Wild-type and C-terminal truncation mutants of the IL-8 receptor. (A) Migration assays, performed as described in the legend to Fig. 1, on cells expressing C-terminal truncation mutants (IL-CT14 or IL-CT6) or the wild-type IL-8 receptor (15). (B) cAMP accumulation. Cells were incubated with 200 μM forskolin and the indicated concentrations of IL-8. Values represent percent inhibition by IL-8 of the forskolin-stimulated cAMP response, measured as described (17). Forskolin increased cAMP >100-fold over basal. (C) MAPK (ERK) activation. Stable transfectants were transiently transfected with 1 μg HA-ERK1 DNA and after 48 hr ERK activities were assessed as described (13). ERK activation is expressed in PhosphorImager units. (D) Receptor internalization. The percent of surface receptors remaining after various times of exposure to agonist was measured in whole-cell binding assays using [125I]-IL-8. Data shown represents the mean ± SE of triplicate determinations. Results similar to those in A–D were obtained in three or more independent experiments. HEK293 cell lines expressing the wild-type and mutant IL8Rs were obtained from Adit Ben-Baruch (Tel Aviv University) (15).
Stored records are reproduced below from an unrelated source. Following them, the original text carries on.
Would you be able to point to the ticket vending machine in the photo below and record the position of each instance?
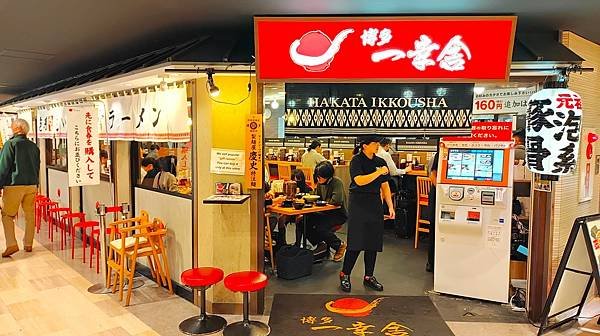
(473, 223)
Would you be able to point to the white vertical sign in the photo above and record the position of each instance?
(552, 132)
(83, 145)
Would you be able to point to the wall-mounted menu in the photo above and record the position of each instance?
(342, 143)
(273, 142)
(294, 142)
(426, 145)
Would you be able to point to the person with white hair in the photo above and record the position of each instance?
(19, 179)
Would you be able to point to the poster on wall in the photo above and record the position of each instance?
(503, 101)
(552, 131)
(149, 116)
(254, 152)
(51, 122)
(385, 109)
(5, 129)
(27, 115)
(83, 145)
(227, 161)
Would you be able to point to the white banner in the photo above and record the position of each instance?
(27, 115)
(552, 132)
(496, 101)
(5, 130)
(51, 123)
(153, 116)
(83, 145)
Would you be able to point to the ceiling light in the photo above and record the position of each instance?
(210, 82)
(163, 85)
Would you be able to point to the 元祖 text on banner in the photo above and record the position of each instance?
(83, 145)
(552, 132)
(254, 152)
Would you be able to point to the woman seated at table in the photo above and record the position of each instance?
(280, 238)
(320, 225)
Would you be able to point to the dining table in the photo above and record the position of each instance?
(291, 211)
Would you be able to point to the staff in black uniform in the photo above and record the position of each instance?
(369, 183)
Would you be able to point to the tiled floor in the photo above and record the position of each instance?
(45, 292)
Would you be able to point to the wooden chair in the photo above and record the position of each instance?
(154, 249)
(121, 239)
(423, 186)
(308, 174)
(284, 172)
(269, 241)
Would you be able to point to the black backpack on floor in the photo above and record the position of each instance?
(294, 262)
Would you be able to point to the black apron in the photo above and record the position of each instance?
(365, 222)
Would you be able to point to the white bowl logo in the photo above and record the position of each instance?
(314, 51)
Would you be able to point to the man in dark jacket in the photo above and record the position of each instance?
(19, 178)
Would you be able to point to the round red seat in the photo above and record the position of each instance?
(201, 276)
(246, 281)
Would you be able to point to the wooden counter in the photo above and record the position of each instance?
(294, 163)
(418, 173)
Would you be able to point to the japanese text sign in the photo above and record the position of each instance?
(552, 132)
(491, 131)
(51, 122)
(254, 152)
(83, 145)
(384, 48)
(496, 101)
(227, 161)
(149, 116)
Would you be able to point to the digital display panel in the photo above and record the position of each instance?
(475, 164)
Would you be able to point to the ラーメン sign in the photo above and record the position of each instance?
(384, 48)
(552, 132)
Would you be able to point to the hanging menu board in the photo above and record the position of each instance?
(324, 142)
(273, 142)
(349, 109)
(294, 142)
(342, 143)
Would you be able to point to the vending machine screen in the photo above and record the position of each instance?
(475, 164)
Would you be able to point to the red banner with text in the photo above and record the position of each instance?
(379, 48)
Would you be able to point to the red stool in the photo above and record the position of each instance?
(201, 278)
(39, 200)
(246, 282)
(56, 222)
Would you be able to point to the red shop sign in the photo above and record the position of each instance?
(491, 131)
(409, 49)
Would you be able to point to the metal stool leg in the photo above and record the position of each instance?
(202, 324)
(247, 327)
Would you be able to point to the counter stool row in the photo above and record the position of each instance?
(64, 220)
(245, 282)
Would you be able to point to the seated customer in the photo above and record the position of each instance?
(164, 180)
(151, 168)
(320, 225)
(300, 179)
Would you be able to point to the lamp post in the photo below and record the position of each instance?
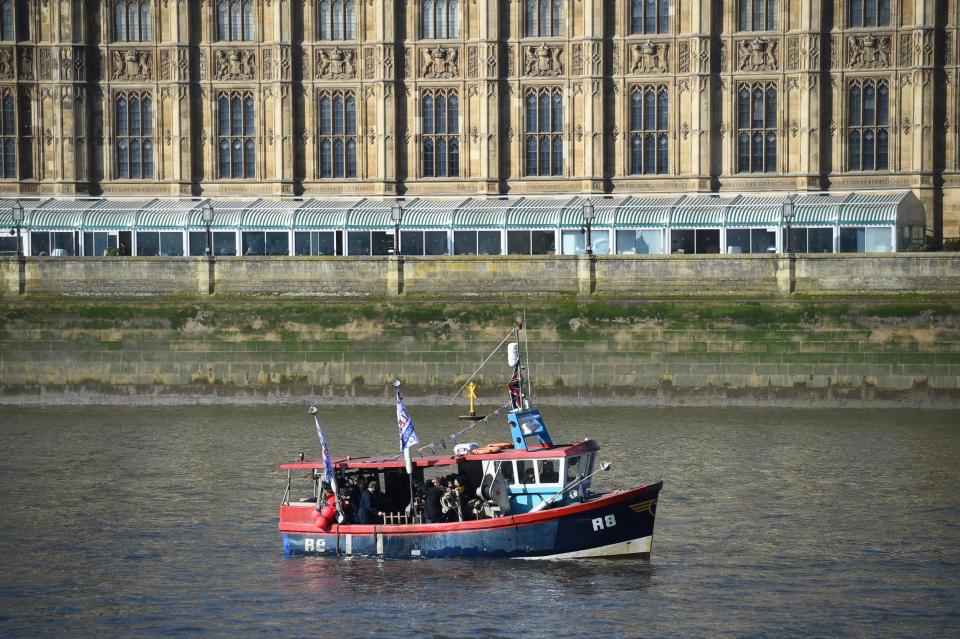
(17, 211)
(207, 213)
(588, 214)
(396, 214)
(788, 214)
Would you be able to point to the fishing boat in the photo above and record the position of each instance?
(526, 498)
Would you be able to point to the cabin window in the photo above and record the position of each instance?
(548, 471)
(525, 471)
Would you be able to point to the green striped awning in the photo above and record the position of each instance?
(700, 211)
(482, 214)
(323, 215)
(639, 212)
(534, 214)
(370, 216)
(109, 220)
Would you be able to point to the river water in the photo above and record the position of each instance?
(779, 523)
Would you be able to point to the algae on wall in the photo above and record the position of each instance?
(261, 350)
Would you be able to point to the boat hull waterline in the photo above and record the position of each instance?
(615, 524)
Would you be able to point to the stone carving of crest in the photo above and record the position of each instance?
(235, 65)
(132, 65)
(648, 58)
(868, 52)
(336, 64)
(757, 55)
(440, 62)
(543, 61)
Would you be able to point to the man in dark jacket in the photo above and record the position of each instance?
(432, 510)
(368, 512)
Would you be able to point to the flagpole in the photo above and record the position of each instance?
(407, 461)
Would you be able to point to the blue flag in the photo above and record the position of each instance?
(324, 454)
(408, 436)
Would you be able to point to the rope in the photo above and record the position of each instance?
(492, 353)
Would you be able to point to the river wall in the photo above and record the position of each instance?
(248, 349)
(467, 277)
Neither the β2-adrenoreceptor nor the M3 muscarinic receptor, which couple to Gs and Gq, respectively, promoted chemotaxis (Figs. 1 C and D); in control experiments, these receptors mediated robust agonist-stimulated accumulation of cAMP and inositol phosphate, respectively (data not shown). These data show that Gi-coupled receptors (chemokine and nonchemokine) can mediate chemotaxis and that neither Gq nor Gs can substitute for Gi in inducing the chemotactic response.

IL-8 Receptor Mutants.

We tested three previously reported cell lines, which stably express the wild-type IL8R (type B) and two C-terminal truncation mutants. Of 45 C-terminal residues, the IL-CT14 mutant retained 14 and the IL-CT6 mutant 6. None of the potential C-terminal phosphorylation sites (eight serines and threonines) remains in either truncated receptor. As reported (15), these three cell lines expressed similar numbers of receptors (within a 3-fold range) and the receptors showed similar affinities for binding IL-8. Chemotaxis assays (Fig. 2A) confirmed previous observations (15). Specifically, compared with the wild-type receptor, the IL-CT14 mutant demonstrated a 50% decrease in maximal migration index and a seven-fold increase in the EC50 for migration. The data shown represents the mean ± SE of triplicate determinations. CT6 mutant did not migrate in response to IL-8. Pertussis toxin blocked chemotaxis mediated by the wild-type receptor, suggesting that Gi signaling was required (data not shown).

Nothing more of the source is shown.